The exact process that systems go through is somewhat
more complicated to account for special circumstances. For
full details, see
RFC-1191.
A good indication of if a system is trying to do PMTU-D is to
watch the packets it is sending with something like tcpdump or
snoop and see if they have the DF bit set; if so, it is most likely
trying to do PMTU-D.
Now, to the problem with ICMP filtering and PMTU-D
Now we get to the problem. Many network administrators have
decided to filter ICMP at a router or firewall. There are valid
(and many invalid) reasons for doing this, however it can
cause problems. ICMP is an integral part of the Internet and
can not be filtered without due consideration for the effects.

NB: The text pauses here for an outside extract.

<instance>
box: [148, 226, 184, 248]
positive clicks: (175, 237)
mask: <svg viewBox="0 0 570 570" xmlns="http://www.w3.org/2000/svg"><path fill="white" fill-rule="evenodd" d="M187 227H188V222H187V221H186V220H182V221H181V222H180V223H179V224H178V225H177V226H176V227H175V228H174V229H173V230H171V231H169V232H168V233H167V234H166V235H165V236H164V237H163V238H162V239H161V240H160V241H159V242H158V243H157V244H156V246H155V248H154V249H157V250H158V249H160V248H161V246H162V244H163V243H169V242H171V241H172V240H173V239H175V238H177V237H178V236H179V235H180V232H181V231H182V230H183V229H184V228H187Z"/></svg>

In this case, if the ICMP can't fragment errors can not get
back to the source host due to a filter, the host will never know
that the packets it is sending are too large. This means it
will keep trying to send the same large packet, and it will keep
being dropped--silently dropped from the view of any system
on the other side of the filter. While a small handful of systems
that implement PMTU-D also implement a way to detect such situations,
most don't and even for those that do it has a negative impact on
performance and the network.
If this is happening, typical symptoms include the ability for
small packets (eg. request a very small web page) to get through,
but larger ones (eg. a large web page) will simply hang. This
situation can be confusing to the novice administrator because
they obviously have some connectivity to the host, but it just
stops working for no obvious reason on certain transfers.
There is one solution, and several workarounds, for this
problem. They include:
- Fix your filters! The
real problem here is filtering ICMP messages without understanding
the consequences. Many packet filters will allow you to setup
filters to only allow certain types of ICMP messages through.

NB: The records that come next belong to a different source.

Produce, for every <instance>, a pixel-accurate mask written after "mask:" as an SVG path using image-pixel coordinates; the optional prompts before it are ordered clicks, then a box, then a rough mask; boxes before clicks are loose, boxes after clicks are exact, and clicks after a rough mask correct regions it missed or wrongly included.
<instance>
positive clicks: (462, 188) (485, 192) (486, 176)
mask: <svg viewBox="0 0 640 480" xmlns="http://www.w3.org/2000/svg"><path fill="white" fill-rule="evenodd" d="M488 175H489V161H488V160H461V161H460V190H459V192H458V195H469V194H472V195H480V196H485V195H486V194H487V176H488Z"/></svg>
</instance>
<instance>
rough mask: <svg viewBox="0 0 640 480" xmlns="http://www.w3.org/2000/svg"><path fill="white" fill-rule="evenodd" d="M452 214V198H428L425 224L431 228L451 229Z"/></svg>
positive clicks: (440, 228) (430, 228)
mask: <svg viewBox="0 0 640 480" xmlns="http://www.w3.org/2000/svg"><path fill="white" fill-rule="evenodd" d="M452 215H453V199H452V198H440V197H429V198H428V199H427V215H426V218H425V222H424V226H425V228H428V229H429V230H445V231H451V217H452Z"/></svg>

If you reconfigure them to let ICMP can't fragment (type 3, code 4)
messages through, the problem should disappear. If the filter
is somewhere between you and the other end, contact the administrator of
that machine and try to convince them to fix the problem.

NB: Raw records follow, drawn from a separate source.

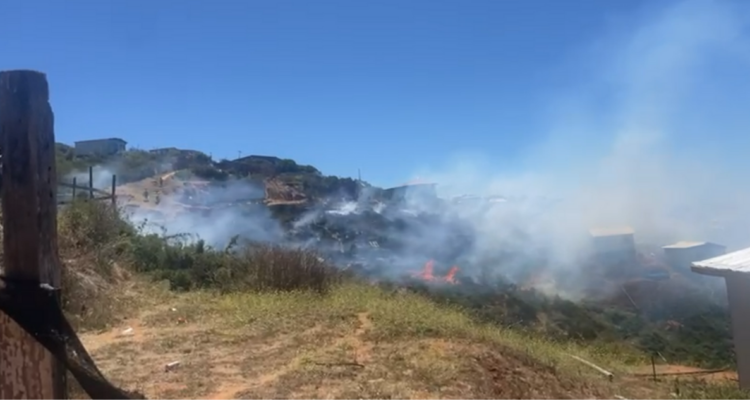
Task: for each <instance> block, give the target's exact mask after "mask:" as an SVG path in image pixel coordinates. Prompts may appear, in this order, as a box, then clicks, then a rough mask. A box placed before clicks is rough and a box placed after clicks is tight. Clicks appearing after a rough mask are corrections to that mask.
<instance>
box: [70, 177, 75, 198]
mask: <svg viewBox="0 0 750 400" xmlns="http://www.w3.org/2000/svg"><path fill="white" fill-rule="evenodd" d="M75 200H76V177H75V176H74V177H73V197H72V198H71V199H70V202H71V203H72V202H74V201H75Z"/></svg>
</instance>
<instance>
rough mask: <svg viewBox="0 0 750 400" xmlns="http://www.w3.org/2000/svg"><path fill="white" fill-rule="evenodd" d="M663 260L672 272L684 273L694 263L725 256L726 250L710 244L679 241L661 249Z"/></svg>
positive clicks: (691, 265)
mask: <svg viewBox="0 0 750 400" xmlns="http://www.w3.org/2000/svg"><path fill="white" fill-rule="evenodd" d="M662 249H663V250H664V259H665V260H666V262H667V264H668V265H669V266H670V267H672V268H673V269H674V270H680V271H686V270H689V269H690V267H691V266H692V263H693V262H695V261H701V260H708V259H709V258H714V257H718V256H721V255H724V254H726V252H727V248H726V247H725V246H722V245H720V244H716V243H711V242H689V241H681V242H677V243H674V244H670V245H668V246H664V247H662Z"/></svg>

- Reduce the MTU on the machines at one end or the other. This
is a workaround and should not be done unless necessary. If
you reduce the MTU on the system trying to do path MTU discovery
to a point where it is less than or equal to the former path MTU,
it will no longer try sending packets large enough to cause problems.
Similarly, if you change the MTU on the system on the other end,
it will advertise a lower MSS so the sending system will only
send packets with data that fits into that MSS.
- Disable PMTU-D; if you control access to the machine
that is trying to do PMTU-D, and are unable to get the person
administering the bogus filter to fix it, disabling PMTU-D
will fix the problem for data sent by that machine. Data
being received by the machine, however, can still run into
the problem. With the size that HTTP requests are growing
to, this could start to be a problem more and more; historically,
HTTP requests have nearly always been small enough to fit through
links with small MTUs in one packet. Disabling PMTU-D is simply
a workaround, and should not generally be done unless necessary
or you know what you are doing.
So how can using RFC 1918 addresses for router links cause problems?
On many routers, a separate IP address in the same subnet is
required for each end of a point to point link. This can use
address space if there are a large number of such links. Since
the actual address of the links doesn't appear to impact much,
many people use RFC
1918 private address space for such links. The blocks
included in this are:
10.0.0.0 - 10.255.255.255 (10/8 prefix) |
172.16.0.0 - 172.31.255.255 (172.16/12 prefix) |
192.168.0.0 - 192.168.255.255 (192.168/16 prefix) |
If you are using such addresses, then ICMP messages (including
"can't fragment" errors) will normally be generated using such
addresses. Since many networks filter incoming traffic from such
reserved addresses, the net result is the same as if all ICMP
were being filtered and can cause the same problems.